# Areas where DS needs DE help the most
## Table of contents
* [Data quality](#data-quality)
* [Daily DQ job](#daily-dq-job)
* [Utility bill DQ](#utility-bill-dq)
* [Projects](#projects)
* [Trust in data science products](#trust-in-data-science-products)
## Data Quality
### Daily DQ job
#### Materials
* [Confluence: Pipeline](https://aquicore.atlassian.net/wiki/spaces/APD/pages/843841550/Data+Quality+-+anomaly+detector)
* [Confluence: Dashboard](https://aquicore.atlassian.net/wiki/spaces/APD/pages/892829837/Data+Quality+-+dashboard)
* [Redash dashboard](https://app.redash.io/aquicore/dashboard/dq---overview---prod?p_Data%20Source=2&p_Detectors=1&p_Timeframe=30)
#### Summary of current approach
* [Databricks coordinator job](https://dbc-e4ce7ba6-2672.cloud.databricks.com/?o=2093562134185003#job/331193) calls an [Initial Processing notebook](https://dbc-e4ce7ba6-2672.cloud.databricks.com/?o=2093562134185003#notebook/292562793750149/command/292562793750150)

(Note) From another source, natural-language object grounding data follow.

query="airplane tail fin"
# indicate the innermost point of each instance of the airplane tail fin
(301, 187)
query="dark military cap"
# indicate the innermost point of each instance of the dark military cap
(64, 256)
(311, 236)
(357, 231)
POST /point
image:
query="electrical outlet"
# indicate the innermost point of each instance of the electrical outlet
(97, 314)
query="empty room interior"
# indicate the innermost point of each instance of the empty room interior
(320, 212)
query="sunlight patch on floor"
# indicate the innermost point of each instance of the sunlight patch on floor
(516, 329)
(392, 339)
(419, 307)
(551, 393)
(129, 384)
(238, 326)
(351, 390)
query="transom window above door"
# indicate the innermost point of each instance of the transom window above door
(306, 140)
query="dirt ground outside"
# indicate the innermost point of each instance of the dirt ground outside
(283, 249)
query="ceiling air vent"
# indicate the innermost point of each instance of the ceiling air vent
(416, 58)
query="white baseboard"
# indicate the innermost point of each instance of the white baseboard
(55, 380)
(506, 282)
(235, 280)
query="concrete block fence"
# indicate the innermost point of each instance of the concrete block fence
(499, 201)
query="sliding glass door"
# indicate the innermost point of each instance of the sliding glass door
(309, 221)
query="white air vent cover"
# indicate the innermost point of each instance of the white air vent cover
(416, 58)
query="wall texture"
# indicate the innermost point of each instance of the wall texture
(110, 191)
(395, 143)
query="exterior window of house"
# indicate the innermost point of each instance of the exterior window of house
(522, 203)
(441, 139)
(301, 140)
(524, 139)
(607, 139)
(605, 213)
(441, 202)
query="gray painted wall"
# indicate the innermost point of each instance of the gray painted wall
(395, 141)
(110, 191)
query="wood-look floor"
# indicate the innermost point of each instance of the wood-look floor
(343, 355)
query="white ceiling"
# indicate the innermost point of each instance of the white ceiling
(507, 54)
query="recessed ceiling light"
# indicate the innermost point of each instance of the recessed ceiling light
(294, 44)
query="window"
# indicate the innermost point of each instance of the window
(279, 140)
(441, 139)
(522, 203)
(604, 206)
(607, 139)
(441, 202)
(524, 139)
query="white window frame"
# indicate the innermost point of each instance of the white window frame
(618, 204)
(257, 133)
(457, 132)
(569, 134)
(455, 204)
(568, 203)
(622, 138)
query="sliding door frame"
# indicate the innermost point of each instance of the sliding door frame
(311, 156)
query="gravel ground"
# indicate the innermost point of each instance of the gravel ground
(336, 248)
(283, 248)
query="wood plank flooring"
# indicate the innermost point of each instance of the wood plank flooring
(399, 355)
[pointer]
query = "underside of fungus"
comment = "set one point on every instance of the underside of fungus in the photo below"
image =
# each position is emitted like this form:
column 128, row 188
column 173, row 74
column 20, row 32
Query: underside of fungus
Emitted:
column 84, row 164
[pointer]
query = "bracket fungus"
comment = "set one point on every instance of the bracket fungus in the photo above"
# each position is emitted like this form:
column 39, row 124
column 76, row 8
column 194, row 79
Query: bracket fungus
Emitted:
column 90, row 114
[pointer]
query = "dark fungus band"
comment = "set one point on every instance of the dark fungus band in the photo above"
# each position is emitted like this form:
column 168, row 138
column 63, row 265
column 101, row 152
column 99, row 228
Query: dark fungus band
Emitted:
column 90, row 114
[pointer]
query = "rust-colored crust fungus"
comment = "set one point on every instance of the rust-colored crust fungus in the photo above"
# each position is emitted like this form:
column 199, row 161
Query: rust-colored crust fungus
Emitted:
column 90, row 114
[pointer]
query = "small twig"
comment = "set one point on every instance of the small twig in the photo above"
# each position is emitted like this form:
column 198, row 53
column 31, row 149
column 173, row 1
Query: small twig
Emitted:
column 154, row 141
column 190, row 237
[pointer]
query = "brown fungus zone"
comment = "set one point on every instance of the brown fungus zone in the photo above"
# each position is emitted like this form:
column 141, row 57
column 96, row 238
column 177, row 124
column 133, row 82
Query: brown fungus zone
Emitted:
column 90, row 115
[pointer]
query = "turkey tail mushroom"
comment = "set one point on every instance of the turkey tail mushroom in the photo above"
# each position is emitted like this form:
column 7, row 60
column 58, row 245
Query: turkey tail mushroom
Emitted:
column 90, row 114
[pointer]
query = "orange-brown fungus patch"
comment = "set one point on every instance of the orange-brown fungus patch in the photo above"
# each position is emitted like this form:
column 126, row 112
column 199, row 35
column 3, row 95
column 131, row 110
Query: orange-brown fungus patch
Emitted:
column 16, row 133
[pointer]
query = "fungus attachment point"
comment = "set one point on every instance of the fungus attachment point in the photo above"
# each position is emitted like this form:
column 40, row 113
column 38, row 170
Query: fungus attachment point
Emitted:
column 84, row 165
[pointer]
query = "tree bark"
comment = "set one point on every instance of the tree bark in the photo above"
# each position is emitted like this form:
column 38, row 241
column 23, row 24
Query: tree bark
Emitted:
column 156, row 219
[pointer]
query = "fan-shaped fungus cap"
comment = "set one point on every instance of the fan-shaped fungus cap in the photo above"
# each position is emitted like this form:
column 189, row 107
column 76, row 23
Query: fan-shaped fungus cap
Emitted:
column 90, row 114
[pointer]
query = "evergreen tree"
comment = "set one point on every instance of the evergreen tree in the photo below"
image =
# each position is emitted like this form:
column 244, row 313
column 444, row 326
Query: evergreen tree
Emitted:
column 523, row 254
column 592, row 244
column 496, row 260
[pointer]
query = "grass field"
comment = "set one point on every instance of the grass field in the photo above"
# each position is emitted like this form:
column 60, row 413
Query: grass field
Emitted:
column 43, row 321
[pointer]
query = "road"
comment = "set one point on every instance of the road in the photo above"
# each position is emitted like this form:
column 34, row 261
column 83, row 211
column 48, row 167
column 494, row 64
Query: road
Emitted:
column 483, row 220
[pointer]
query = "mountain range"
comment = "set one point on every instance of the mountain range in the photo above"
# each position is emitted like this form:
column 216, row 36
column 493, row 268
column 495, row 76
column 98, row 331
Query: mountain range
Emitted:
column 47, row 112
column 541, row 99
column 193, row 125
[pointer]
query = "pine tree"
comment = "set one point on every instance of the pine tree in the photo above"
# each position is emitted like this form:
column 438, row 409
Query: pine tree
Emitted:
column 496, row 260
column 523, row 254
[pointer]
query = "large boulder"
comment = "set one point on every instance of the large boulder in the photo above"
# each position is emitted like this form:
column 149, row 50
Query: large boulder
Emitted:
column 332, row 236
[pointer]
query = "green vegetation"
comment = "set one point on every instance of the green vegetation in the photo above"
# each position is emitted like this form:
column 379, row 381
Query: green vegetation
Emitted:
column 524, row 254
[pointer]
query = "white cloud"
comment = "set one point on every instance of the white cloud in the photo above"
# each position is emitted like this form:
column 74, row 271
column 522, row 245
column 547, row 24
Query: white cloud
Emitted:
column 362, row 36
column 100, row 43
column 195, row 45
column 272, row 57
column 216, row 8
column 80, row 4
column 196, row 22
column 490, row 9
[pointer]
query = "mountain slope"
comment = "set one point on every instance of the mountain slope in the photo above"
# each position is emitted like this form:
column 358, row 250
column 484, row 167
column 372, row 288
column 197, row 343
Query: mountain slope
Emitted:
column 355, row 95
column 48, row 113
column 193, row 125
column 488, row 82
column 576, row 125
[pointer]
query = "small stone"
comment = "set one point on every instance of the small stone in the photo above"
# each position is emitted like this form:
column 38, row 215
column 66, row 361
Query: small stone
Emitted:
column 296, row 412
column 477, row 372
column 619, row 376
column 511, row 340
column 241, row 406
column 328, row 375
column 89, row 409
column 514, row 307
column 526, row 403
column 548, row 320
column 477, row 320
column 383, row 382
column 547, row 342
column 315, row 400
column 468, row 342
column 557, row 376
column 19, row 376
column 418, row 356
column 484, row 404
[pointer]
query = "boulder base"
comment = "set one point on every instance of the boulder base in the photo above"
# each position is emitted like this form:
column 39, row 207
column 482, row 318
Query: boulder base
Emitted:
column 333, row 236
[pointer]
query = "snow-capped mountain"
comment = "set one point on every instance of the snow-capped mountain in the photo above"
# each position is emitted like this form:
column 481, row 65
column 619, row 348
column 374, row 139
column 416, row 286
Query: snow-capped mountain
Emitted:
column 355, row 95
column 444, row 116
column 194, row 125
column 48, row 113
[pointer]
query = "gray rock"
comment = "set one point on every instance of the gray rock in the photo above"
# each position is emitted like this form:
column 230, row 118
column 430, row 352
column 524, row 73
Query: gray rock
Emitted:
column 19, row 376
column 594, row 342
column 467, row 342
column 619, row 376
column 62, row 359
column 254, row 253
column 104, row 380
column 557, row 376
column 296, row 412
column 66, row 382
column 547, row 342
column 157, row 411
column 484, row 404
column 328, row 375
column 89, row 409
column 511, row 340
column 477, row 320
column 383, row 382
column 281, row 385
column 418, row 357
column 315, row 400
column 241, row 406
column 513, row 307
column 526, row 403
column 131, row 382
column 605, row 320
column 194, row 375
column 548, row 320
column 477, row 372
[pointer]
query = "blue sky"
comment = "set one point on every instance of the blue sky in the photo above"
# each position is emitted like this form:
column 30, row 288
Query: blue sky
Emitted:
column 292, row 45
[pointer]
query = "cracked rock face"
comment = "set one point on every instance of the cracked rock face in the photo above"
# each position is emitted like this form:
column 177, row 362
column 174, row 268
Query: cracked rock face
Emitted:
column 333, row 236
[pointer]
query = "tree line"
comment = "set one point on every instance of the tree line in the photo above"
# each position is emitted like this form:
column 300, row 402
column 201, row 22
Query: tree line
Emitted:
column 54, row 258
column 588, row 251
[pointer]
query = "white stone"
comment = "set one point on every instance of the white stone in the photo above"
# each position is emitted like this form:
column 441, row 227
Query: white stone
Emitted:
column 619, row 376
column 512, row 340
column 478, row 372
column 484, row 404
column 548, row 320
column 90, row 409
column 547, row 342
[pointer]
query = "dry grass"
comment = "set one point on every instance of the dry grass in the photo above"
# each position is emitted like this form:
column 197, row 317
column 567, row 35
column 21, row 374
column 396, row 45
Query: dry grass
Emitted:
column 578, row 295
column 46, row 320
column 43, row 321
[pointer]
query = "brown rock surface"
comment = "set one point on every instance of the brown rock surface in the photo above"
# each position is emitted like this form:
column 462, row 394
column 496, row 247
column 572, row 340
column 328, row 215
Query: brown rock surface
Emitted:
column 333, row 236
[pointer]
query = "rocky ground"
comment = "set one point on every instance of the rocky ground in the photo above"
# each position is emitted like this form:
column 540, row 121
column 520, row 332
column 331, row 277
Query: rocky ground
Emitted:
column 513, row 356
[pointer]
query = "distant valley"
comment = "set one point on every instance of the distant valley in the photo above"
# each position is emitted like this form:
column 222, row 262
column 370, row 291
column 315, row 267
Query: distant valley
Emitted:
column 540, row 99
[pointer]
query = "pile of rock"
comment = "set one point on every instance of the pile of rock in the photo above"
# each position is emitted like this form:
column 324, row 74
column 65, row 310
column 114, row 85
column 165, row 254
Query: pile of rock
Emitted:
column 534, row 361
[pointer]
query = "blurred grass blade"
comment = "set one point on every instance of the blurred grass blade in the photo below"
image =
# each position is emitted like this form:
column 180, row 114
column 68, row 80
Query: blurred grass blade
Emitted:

* Notebook runs [DataQualityService](https://github.com/aquicore/aq-data-quality/blob/integration/src/aqdq/anomaly_pipeline/services/data_quality_service.py) custom class on last 24h of 15-min data for all eligible electricity and water meters
* "Eligible" = account is active, building not archived, meter doesn't have DQ set to "off" in D&E
* Both raw (S3 packets) and platform data are processed. Raw data processed by creating an Athena partition of last two days of S3 data; platform data called from Influx
* Data is run through various detectors and saves initial results as a JSON for each building to [intermediate results](https://s3.console.aws.amazon.com/s3/buckets/aq-dataquality?region=us-east-1&prefix=dq-results/intermediate/&showversions=false) directory in S3
* The job then calls a [second Databricks notebook](https://dbc-e4ce7ba6-2672.cloud.databricks.com/?o=2093562134185003#notebook/1262131105237568/command/1262131105237569) that performs secondary processing
* i.e. flatlines below a certain duration are converted to "not an issue" values
* Each building's JSON pulled from intermediate S3 directory, processed, and then sent to [final results](https://s3.console.aws.amazon.com/s3/buckets/aq-dataquality?prefix=dq-results/final/&showversions=false) S3 directory
* AWS Glue traverses the final results directory every day and creates a schema for AWS Athena
* Redash queries Athena to create summary tables for users
#### Limitations of current approach
* Redash
* Separate from the platform. Users typically don't like needing to go to multiple places
* Not interactive - users cannot mark issues as complete or otherwise communicate back to the platform
* Clicking around too much easily causes Redash to freeze up or fail to display plots, reducing trust in it
* Dashboard focus is "top-down" rather than horizontal
* Jason only uses the Offline Devices dashboard because it's effectively a to-do list
* The current Redash dashboard is more of an executive summary.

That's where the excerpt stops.